Internet giveaway proceeds after court rejects suit to halt it

We have written about President Obama’s internet giveaway and how GOP congressional leaders effectively rubber stamped it. An aide to Majority Leader McConnell even tried to blame Donald Trump for the Republicans’ gutlessness.

After Congress failed to act, four Republican state attorneys general filed a lawsuit to stop the giveaway. The four state plaintiffs were Arizona, Oklahoma, Nevada and Texas. Their AGs are Mark Brnovich, Scott Pruitt, Adam Paul Laxalt, and Ken Paxton.

The suit made several arguments against the internet giveaway. Plaintiffs argued that, because it lacks congressional approval (Congress didn’t approve the action, it merely declined to block it) the giveaway amounts to an illegal ceding of U.S. government property. They also contended that the new steward of the internet domain system, an outfit known ICANN, will be so unchecked that it could “effectively enable or prohibit speech on the Internet.”

The AGs also noted that ICANN could revoke the U.S. government’s exclusive use of .gov and .mil, the domains used by states, federal agencies and the U.S. military for their websites. In a statement, Texas Attorney General Paxton said: “The president does not have the authority to simply give away America’s pioneering role in ensuring that the internet remains a place where free expression can flourish.”

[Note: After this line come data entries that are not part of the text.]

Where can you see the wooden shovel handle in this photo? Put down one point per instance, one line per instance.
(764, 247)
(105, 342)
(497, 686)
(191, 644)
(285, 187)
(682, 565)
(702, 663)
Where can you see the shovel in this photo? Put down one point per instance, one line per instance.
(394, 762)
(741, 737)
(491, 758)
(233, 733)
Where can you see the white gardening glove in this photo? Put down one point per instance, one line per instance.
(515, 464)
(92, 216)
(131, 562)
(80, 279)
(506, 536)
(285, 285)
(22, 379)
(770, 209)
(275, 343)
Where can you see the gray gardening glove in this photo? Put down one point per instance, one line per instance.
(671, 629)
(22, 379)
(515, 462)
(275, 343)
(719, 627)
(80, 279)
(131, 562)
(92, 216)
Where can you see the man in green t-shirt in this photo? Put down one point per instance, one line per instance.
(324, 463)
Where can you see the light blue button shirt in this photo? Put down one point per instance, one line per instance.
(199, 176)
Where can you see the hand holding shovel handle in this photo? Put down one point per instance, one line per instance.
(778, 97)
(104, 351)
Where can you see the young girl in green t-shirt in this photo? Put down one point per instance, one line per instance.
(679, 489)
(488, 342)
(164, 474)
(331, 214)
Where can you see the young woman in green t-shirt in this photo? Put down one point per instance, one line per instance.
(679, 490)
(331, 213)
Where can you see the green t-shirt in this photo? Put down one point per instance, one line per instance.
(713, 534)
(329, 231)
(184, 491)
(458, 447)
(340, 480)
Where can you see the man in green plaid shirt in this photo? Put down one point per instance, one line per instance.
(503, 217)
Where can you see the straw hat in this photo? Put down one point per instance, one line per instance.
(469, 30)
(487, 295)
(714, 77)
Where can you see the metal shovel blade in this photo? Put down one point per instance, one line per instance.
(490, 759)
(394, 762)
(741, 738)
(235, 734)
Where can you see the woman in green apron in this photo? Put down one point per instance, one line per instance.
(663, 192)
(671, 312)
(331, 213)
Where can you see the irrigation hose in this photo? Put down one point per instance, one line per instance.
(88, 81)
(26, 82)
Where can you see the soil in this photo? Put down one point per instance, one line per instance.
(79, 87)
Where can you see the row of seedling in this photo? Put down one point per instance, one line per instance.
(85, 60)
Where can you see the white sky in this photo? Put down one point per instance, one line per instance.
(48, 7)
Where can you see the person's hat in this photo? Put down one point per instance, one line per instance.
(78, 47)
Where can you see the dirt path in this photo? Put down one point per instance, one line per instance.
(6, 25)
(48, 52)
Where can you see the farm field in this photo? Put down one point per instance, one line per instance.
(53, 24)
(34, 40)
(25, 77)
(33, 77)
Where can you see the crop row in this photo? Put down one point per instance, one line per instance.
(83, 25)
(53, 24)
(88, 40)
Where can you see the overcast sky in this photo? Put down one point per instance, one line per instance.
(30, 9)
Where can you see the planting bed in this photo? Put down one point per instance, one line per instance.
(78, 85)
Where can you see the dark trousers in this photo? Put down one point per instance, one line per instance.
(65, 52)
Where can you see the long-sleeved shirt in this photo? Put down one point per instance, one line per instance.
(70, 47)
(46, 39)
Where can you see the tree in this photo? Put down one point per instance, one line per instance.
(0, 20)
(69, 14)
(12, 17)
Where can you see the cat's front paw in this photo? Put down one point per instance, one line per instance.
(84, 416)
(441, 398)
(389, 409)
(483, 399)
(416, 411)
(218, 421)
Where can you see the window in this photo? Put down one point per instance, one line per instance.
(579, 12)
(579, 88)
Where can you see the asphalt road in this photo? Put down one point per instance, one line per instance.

The AGs’ suit did a good job of expressing key objections to Obama’s internet giveaway. Yesterday, however, a federal district court judge, George C. Hanks, Jr., rejected the legal challenge. The Obama-appointed judge found that there wasn’t enough evidence that the transfer would be harmful.

Thus, today oversight of the domain naming system has been transferred to “global stakeholders.”

The Obama Commerce Department had stressed that any last-minute attempt to abandon the giveaway would “hurt the credibility of America in the eyes of the rest of the world.” This is true. Blocking the giveaway would have upset what has become the world’s reasonable expectation that the U.S., under President Obama, is a pushover willing to cede control over key affairs to international bodies and even our enemies, and unwilling vigilantly to safeguard national interests.

Because congressional leaders are also pushovers, world expectations have been met and remain intact.